María tuvo el momento más feliz de su vida, cuando recobró a sus hijos, José y Juan, en 1979. Artífice del reencuentro fue su hija Montse, que los buscó denodadamente, sin éxito durante años, pues vivían en Francia. Aquellas leyes desnaturalizadas que tantos dramas ocasionaron, llevaron a muchas madres a la enajenación y al suicidio, por sentirse culpables. María, por su carácter solidario fue siempre esclava de todos. Su vida tiene los tintes más duros. Trabajadora infatigable limpiaba casas, cosía, se ocupaba de sus hijos y se cuidaba de la suegra inválida y de la barraca. Cuando lograron adquirir una propia, la llenó de flores y refulgían sus paredes de cal. Era la alegría del barrio.

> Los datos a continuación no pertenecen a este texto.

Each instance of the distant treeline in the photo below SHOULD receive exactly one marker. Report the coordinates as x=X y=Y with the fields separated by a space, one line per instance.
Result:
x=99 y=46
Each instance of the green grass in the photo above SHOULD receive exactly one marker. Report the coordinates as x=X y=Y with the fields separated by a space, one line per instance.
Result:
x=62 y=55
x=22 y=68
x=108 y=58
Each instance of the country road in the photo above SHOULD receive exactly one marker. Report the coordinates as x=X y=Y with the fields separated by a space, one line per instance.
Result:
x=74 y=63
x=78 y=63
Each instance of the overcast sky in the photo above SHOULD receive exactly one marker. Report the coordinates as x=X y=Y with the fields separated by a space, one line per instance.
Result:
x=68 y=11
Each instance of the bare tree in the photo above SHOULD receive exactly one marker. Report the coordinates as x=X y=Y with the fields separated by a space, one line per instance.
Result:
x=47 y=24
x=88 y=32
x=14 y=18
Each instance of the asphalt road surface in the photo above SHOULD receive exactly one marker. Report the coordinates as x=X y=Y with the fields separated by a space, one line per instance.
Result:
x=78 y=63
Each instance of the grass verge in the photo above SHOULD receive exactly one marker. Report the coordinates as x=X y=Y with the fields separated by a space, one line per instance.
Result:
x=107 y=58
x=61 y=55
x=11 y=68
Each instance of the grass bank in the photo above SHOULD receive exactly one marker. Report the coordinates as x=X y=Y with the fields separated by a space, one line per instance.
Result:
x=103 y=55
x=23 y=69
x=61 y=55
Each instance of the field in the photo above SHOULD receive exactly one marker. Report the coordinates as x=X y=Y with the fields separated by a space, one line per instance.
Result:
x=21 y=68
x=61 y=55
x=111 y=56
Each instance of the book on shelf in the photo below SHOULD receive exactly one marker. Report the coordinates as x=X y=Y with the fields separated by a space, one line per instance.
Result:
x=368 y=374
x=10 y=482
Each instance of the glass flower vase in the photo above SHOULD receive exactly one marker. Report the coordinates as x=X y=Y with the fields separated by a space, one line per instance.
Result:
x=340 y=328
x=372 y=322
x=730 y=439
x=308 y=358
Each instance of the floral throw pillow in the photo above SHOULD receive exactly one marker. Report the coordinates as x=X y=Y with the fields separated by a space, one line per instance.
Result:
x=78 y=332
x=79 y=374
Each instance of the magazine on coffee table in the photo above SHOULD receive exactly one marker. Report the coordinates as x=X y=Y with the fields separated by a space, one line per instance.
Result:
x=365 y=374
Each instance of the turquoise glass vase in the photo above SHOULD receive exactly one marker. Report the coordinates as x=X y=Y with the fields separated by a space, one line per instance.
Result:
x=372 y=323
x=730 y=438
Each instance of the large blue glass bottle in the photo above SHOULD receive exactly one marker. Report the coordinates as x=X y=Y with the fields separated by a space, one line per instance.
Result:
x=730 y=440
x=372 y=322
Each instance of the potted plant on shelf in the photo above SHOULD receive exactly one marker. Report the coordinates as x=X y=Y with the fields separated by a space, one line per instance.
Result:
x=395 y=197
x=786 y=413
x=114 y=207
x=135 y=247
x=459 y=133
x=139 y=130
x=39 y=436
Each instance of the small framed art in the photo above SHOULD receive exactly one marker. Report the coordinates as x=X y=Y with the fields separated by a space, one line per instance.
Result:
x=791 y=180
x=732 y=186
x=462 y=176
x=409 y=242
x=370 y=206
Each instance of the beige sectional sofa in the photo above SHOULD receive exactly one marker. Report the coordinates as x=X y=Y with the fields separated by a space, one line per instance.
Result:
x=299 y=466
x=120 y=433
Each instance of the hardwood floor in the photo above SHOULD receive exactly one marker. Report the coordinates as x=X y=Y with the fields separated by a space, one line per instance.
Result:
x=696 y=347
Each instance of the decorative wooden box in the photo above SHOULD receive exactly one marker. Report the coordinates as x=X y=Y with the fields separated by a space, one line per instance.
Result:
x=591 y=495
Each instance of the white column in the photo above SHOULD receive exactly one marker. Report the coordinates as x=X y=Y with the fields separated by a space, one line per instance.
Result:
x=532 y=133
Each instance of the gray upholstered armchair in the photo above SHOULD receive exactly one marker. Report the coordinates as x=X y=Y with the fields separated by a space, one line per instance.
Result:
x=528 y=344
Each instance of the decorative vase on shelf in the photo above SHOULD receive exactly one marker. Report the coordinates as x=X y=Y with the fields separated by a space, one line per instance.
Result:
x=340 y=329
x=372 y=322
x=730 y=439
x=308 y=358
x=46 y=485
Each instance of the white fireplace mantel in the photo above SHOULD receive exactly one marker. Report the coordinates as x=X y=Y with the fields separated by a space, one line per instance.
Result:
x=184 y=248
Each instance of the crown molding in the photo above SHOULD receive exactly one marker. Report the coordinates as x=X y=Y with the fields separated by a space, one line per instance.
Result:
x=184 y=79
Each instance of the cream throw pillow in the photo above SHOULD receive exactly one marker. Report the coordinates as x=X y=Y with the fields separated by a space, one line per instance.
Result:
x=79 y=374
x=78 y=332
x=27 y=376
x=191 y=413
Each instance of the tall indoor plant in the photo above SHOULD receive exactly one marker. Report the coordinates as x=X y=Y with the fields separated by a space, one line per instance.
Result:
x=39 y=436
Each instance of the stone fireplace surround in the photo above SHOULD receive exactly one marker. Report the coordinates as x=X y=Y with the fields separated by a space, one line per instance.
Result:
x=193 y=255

A los 78 años, ya viuda, empezó a ir a la escuela, esta asignatura pendiente la saldó en cuatro cursos, aprendió a leer, escribir, a dibujar y hasta se atrevió con el ordenador. Antonio, trabajó de carpintero y encofrador en la construcción de la Facultad de Derecho de Barcelona, en diarias jornadas de 17 horas. Tuvieron un hijo y una hija, Antonio y Montse.
¿Soñó alguna vez Antonio que, su hija Montse Fernández Garrido, sería abogada para defender causas justas y que en 1986, a la edad de 32 años, iniciaría allí sus estudios de Derecho y, que llegaría a ser una prestigiosa abogada, mediadora de familia y una excelente profesora de Master en la Facultad de Barcelona y reconocida defensora de los derechos de la mujer? No. Todavía, aunque se tratara de hombres progresistas, lo que esperaban de sus hijas, los padres obreros, es que tuvieran un oficio al poder ser corte y confección, que era algo más fino y, sobre todo, que se casaran y tuvieran hijos. ¡Ay! Sin embargo, los dos que tuvo la pareja, fueron durante muchos años "hijos de madre desconocida", hasta ahí llegaban los milagros del Código Civil franquista.
¿Y qué fue de la heroica abuela Leonor? En los años sesenta se reencontró con su hombre, en Casablanca. Sus días los terminaron en el Centre de Solidarité Sociale, en La Hulpe (Bélgica), merced a que en los años sesenta la ONU trasladó a numerosos emigrantes políticos a esa región belga, donde acogió, sobre todo, a rojos y rusas blancas, capaces de caer rendidas ante los requiebros del ex guerrillero, que conservaba su talante conquistador intacto. Los dos fallecieron en el exilio belga, poco antes que el dictador, con el vivo deseo de volver a su tierra.
, Agradezco el testimonio de María Garrido, hace tiempo grabado y, la colaboración de su hija Montse Fernández Garrido, con datos y fotografías, y a Pepe Almagro.